By JIM LITKE, Associated Press
Welcome back to BracketRacket, your one-stop shopping for all things NCAA on tournament game days. It's the weekend and if you're stuck at the office, please set your SafeSearch filter to "strict." Now.
North Carolina just picked up the endorsement of porn fans.
One word: cheerleaders.
A porn website conducted a March Madness survey and found 22 percent of its "basketball fanatics" want the Tar Heels to go all the way. To New Orleans, we think. And either way, they want the cheerleaders there.
Filling out the Final Four were Duke (15 percent), Michigan State (14 percent), and Baylor (12 percent). Ohio State, Kansas, Kentucky and Syracuse split the rest the vote.
Resume normal setting.
Snoop Dogg is an Everyfan. And an Everyalum for that matter. Just about every shirt he's ever been photographed in has a number on it, but we're limiting the discussion here to sports jerseys. Pick a team — Steelers, Raiders, Lakers, Knicks, Caps, Pens, Dodgers, Liverpool, Manchester United, even UMass-Lowell — and chances are good he's flown its colors at one time or another.

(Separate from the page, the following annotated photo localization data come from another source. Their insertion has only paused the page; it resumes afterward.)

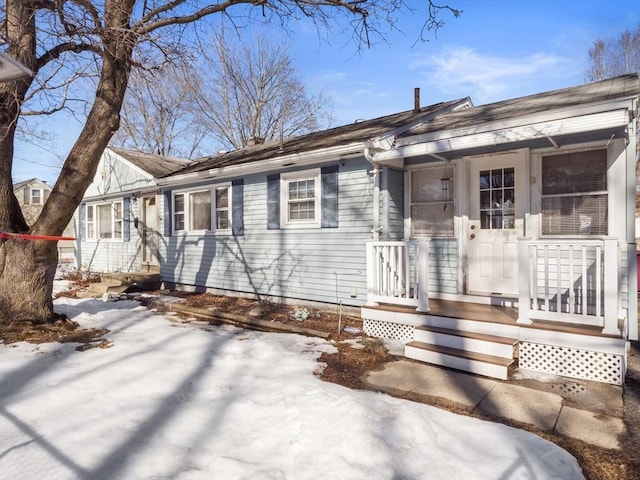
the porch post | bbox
[517,237,533,324]
[602,238,620,335]
[416,239,430,313]
[365,242,378,307]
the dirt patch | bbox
[168,292,363,340]
[0,315,111,351]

This being March, Snoop was rockin' the burnt orange of Texas (No. 14) when he ran into AP entertainment writer Chris Talbott at the South By Southwest festival in Austin. But that doesn't mean he's picking the Longhorns.

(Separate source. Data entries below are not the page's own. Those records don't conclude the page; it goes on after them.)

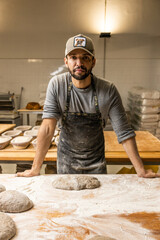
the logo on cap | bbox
[74,36,86,47]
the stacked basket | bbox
[127,87,160,139]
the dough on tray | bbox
[0,190,33,213]
[52,175,100,190]
[0,212,16,240]
[0,184,6,193]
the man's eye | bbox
[83,56,90,61]
[71,56,77,60]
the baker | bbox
[17,34,160,178]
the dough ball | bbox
[52,175,100,190]
[89,236,116,240]
[0,212,16,240]
[0,184,6,193]
[0,190,33,213]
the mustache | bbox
[73,66,87,72]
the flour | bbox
[0,174,159,240]
[89,236,116,240]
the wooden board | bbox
[104,131,160,152]
[0,124,16,134]
[18,108,43,113]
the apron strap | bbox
[91,74,100,114]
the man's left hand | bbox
[138,169,160,178]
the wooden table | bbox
[17,109,43,125]
[0,124,16,134]
[0,131,159,165]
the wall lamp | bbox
[99,32,111,38]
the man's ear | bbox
[64,57,68,67]
[92,58,96,68]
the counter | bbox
[0,174,160,239]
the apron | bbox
[57,75,106,174]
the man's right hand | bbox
[16,168,40,177]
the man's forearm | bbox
[121,137,146,177]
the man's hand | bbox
[138,168,160,178]
[16,168,40,177]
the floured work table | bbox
[0,131,160,165]
[0,174,160,239]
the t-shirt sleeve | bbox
[108,84,136,143]
[42,78,61,120]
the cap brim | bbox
[65,47,94,57]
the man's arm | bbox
[17,118,57,177]
[122,137,160,178]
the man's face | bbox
[64,49,96,80]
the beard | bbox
[68,66,92,80]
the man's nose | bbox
[76,57,83,66]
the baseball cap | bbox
[65,34,95,57]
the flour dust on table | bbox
[89,236,116,240]
[0,212,16,240]
[0,190,33,213]
[52,175,101,190]
[0,184,6,193]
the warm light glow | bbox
[28,59,43,63]
[105,12,116,33]
[95,2,119,34]
[96,1,130,34]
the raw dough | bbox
[0,212,16,240]
[52,175,100,190]
[89,236,116,240]
[0,190,33,213]
[0,184,6,193]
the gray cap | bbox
[65,34,95,57]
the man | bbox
[17,34,160,178]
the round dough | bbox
[89,236,116,240]
[0,212,16,240]
[0,184,6,193]
[52,175,100,190]
[0,190,33,213]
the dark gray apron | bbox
[57,75,106,174]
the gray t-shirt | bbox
[43,72,135,143]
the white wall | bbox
[0,0,160,125]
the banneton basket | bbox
[14,125,32,132]
[0,136,12,150]
[11,136,33,150]
[31,138,37,149]
[32,126,40,131]
[2,130,22,138]
[24,130,39,138]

Or sharing his bracket with just anybody.
Or even saying whether he filled one out.
In quick succession, the rapper gave a shout-out to VCU coach Shaka Smart — "He's my boy" — and panned just about everyone else. "The 1s looked shaky today. Syracuse looked shaky. Kentucky got out. I ain't seen Carolina. I don't know. There's some good teams out there, some real good teams that got heart and soul, you know what I'm saying? When it comes to basketball it's about locking up. It's five on five, you know what I'm saying? If I can beat you and I can 'D' you up and keep the game close, anything can happen at the end.
This," Snoop said with a closing flourish, "is March Madness, baby."
Like we didn't know that.
CELEBRITY ALUM, HONORABLE MENTION
Of course, not everybody gets to pick which jersey they wear where. That begins the tale of how Miami Heat forward Shane Battier learned his beloved Duke Blue Devils became the second No. 15 seed to fall to a No. 2 on a wild night.
Lehigh did the deed to his alma mater in Greensboro, N.C., an upset that might have been trumpeted even louder if No. 15 Norfolk State hadn't dropped this pearl — "Missouri Loves Company — in the laps of headline writers everywhere by stunning the second-ranked Tigers earlier. Even so, the always-considerate Philadelphia fans made sure Battier had plenty of misery for company, too.
While their 76ers battled Battier's Heat team down the stretch — unsuccessfully, as it turned out — they kept him abreast of the goings-on in the Duke-Lehigh game some 450 miles to the south. Knowing their long memories and reputation for brutality — back in the day, violence during Eagles games prompted the city fathers to set up a court and a jail inside the old Veterans Stadium — Battier was reluctant afterward to repeat any of the blow-by-blow descriptions.
"The Philly faithful were very kind to give me updates the whole time," he said finally, "in the way only Philly fans can."
Can VCU get past Indiana and back to the Final Four? AP college basketball writer Jim O'Connell answers that question with one of his own. Why not?
The 12th-seeded Rams' upset of No. 5 Wichita State wasn't the shocker those numbers suggest. Anyone who watched them methodically tighten the defensive vise late in that game and force a hurried 3-point try at the end knew that. That's experience and in the tournament, it's often the only edge the little guys have. And while it's hard to believe, Virginia Commonwealth's squad actually has more of it than this group of young Hoosiers, most of whom were 10-year-olds the last time Indiana reached the Final Four in 2002. Smart, VCU's second-year coach, must have known something when he spurned all the schools that dangled offers after last year's magical run. How much remains to be seen.